The Bennett 2026 response to that collapse told you everything about him. He did not go looking for a tribe. He went looking for better hiring. He brought in Human Resources consultants to vet every applicant for his party list.
His first two recruits were chosen for what they had done in their previous jobs. Keren Terner had served as director-general of the Finance Ministry. Liran Avisar Ben Horin came from corporate leadership. Bennett was building a team. A movement leader who had lost comrades would have done something else entirely.
October 7 disrupts Bennett bet on competence winning out
So, the kippah and the vehicle are one move. If your religion is biography, you owe nothing to any movement. Movements need shared commitments held over years. Vehicles only need shared goals for the cycle. Bennett’s whole political career is one long bet that Israeli politics can run on competence and contract rather than tribe and identity.
Until the October 7 massacre, the bet had a real chance. The country was tired of crisis. Bennett’s pitch of a quieter government and a few large reforms appealed to voters on the soft Right who had stopped trusting Netanyahu.

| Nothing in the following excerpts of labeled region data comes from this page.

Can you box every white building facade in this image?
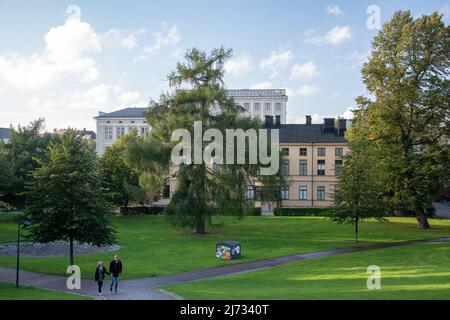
[227,89,288,124]
[94,108,149,156]
[94,89,288,156]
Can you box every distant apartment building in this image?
[94,89,288,155]
[260,116,349,207]
[227,89,288,124]
[95,89,349,207]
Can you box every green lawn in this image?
[165,243,450,300]
[0,283,92,300]
[0,216,450,278]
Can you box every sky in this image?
[0,0,450,131]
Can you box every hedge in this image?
[120,206,166,216]
[273,208,331,217]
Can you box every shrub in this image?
[273,208,331,217]
[120,206,166,216]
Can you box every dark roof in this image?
[273,124,347,143]
[0,128,11,140]
[95,108,148,119]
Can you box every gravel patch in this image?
[0,241,120,258]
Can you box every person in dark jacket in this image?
[94,261,110,296]
[109,255,122,292]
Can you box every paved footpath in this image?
[0,238,450,300]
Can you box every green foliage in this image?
[273,208,331,217]
[355,11,450,228]
[99,130,144,207]
[26,129,115,264]
[0,119,53,207]
[128,48,280,233]
[330,110,386,241]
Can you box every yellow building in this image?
[280,116,348,207]
[159,116,348,211]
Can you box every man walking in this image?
[109,255,122,293]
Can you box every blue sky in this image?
[0,0,450,130]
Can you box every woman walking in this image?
[95,261,110,296]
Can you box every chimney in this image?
[306,116,312,126]
[265,116,273,127]
[338,119,347,137]
[323,118,335,132]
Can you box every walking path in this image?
[0,238,450,300]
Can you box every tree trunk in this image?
[414,205,430,229]
[69,237,75,266]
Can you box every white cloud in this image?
[286,84,319,97]
[291,61,319,79]
[326,4,344,16]
[225,53,255,78]
[259,50,294,78]
[250,81,273,89]
[101,29,146,50]
[0,6,145,129]
[325,26,353,44]
[303,26,353,45]
[27,83,141,117]
[135,25,181,62]
[0,17,102,90]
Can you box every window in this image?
[298,186,308,200]
[105,127,112,140]
[281,160,289,176]
[334,148,344,157]
[334,160,343,176]
[317,160,325,176]
[281,187,289,200]
[214,162,220,173]
[299,160,308,176]
[317,148,325,157]
[300,148,308,157]
[317,186,325,201]
[247,186,255,200]
[334,184,339,197]
[117,127,125,138]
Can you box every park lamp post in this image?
[16,218,30,288]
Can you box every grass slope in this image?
[0,216,450,279]
[165,243,450,299]
[0,283,92,300]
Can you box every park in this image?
[0,212,450,300]
[0,1,450,302]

October 7 changed the ground under him. Israel did not soften into a republic. It hardened into its tribes. Religious-Zionism moved further toward the hard Right of Bezalel Smotrich and Itamar Ben-Gvir, the two ministers most identified with the government’s settler agenda.
The haredim dug in around their draft exemptions. The secular center cracked into rival camps led by Lapid, by the former IDF chief of staff Gadi Eisenkot, and by the veteran politician Avigdor Liberman.

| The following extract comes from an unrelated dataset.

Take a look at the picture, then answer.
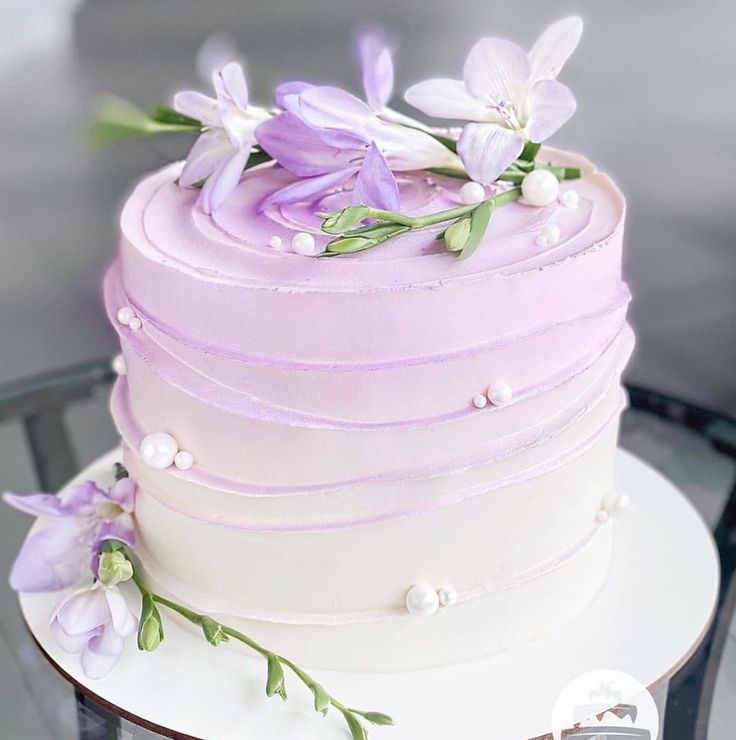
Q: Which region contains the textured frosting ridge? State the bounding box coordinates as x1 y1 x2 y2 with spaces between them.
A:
105 150 633 667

A Maariv poll published Friday put a hypothetical Bennett-Eisenkot-Liberman list at 47 Knesset seats, three fewer than the parties earn separately. The anti-Netanyahu bloc holds at 61 either way. The “untribed” Israeli voter Bennett needs is rarer now than at any point in his career.
His answer this week was to raise the stakes. On the Expo stage he asked Israel to live as one nation under one constitution and one school system. That is the kippah-as-biography move applied at national scale. Religion stays private. The state becomes the common rulebook. It is the most ambitious version of his project he has ever offered.
The Kotel stop the next morning was a reminder of what he is still good at. The young women want the selfie. The handwritten note speaks for every soldier’s family. The entourage already moves like a prime minister’s. He looks ready for the job.
Whether the country is ready for the kind of leader he insists on being is the entire 2026 election.